A second, shatteringly dramatic moment happens at the end of the season. Roy surprises Keeley with a romantic holiday to a tropical isle, but she, overwhelmed with the responsibilities of a new career, politely declines. The moment is unexpected, mildly brutal, and honest.
It was a challenging scene to nail between director Declan Lowney, writers Jason Sudeikis and Joe Kelly, and co-star Goldstein.
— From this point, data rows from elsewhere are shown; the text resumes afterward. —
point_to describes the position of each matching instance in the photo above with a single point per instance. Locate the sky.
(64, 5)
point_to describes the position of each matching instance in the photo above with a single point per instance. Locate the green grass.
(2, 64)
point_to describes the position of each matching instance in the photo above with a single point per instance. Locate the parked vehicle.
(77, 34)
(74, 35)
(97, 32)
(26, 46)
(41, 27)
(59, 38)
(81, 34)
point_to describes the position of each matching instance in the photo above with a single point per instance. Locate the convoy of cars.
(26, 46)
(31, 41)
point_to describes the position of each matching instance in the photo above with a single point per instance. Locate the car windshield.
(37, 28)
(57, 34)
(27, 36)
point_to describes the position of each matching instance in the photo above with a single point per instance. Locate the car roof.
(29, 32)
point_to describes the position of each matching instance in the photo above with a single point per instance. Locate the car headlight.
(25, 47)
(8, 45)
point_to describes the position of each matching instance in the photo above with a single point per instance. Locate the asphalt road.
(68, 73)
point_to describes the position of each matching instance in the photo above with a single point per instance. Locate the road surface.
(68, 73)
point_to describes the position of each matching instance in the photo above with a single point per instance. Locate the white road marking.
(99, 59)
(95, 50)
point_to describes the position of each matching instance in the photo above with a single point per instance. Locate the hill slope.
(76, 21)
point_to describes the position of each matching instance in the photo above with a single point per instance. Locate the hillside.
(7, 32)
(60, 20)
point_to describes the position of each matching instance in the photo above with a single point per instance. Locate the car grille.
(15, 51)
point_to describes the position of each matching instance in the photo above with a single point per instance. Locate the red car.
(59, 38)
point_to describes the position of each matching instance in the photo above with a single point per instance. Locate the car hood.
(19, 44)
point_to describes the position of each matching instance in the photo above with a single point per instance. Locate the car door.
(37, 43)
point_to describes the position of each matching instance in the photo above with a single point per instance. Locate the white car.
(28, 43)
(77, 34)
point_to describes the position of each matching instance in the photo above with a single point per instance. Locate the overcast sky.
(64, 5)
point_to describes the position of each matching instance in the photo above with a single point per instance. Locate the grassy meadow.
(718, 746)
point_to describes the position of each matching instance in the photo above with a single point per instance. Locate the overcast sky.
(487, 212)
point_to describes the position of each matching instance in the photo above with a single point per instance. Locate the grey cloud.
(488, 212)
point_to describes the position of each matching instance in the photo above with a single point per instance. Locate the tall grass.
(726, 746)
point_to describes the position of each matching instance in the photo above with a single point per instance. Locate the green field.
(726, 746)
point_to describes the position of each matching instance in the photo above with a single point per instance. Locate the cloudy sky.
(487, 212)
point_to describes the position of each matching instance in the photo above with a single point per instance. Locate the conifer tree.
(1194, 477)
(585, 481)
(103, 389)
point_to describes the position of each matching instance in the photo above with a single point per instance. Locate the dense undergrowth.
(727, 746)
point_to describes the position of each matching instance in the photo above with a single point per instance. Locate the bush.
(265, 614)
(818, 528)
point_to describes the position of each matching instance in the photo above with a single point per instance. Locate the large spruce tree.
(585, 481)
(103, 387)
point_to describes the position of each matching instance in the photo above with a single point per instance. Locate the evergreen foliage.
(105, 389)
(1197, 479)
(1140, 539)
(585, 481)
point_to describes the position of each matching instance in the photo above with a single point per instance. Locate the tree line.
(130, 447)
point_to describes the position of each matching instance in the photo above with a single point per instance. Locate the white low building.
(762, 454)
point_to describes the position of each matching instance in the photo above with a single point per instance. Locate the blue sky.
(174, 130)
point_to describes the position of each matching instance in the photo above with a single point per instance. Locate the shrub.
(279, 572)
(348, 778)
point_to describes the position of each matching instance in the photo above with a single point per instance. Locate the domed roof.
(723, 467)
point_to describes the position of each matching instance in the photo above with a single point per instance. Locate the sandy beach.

“I found it very emotional personally. Being a part of a TV show as an actor, you don’t have control entirely of where your character is going or what they’re going to do or what their next step is, which is kind of what makes it a little bit like real life. You can’t predict what’s going to happen in 10 minutes or in two weeks. The kind of unknowingness of that leaves a kind of open-ended emptiness, whether it’s going to be they have to part ways or whether they are going to be able to work through it,” Temple reveals. “Where that beat we just talked about with the moment in the photoshoot where there’s a bit of understanding, this moment is a bit of misunderstanding. That’s what made it heartbreaking to me. I found it very difficult in the sense that I believe that Keeley and Roy really do understand each other. That was a moment where it was a miscommunication and a misunderstanding because I don’t think she was saying no. I think she was saying I can’t do that because of [her job]. So I think that’s where it was really heartbreaking to me, and it was hard to shoot. I’m not gonna lie.”
But pull it off beautifully, along with those surprising moments of brilliant comedy, Temple does.
Ted Lasso streams exclusively on AppleTV+.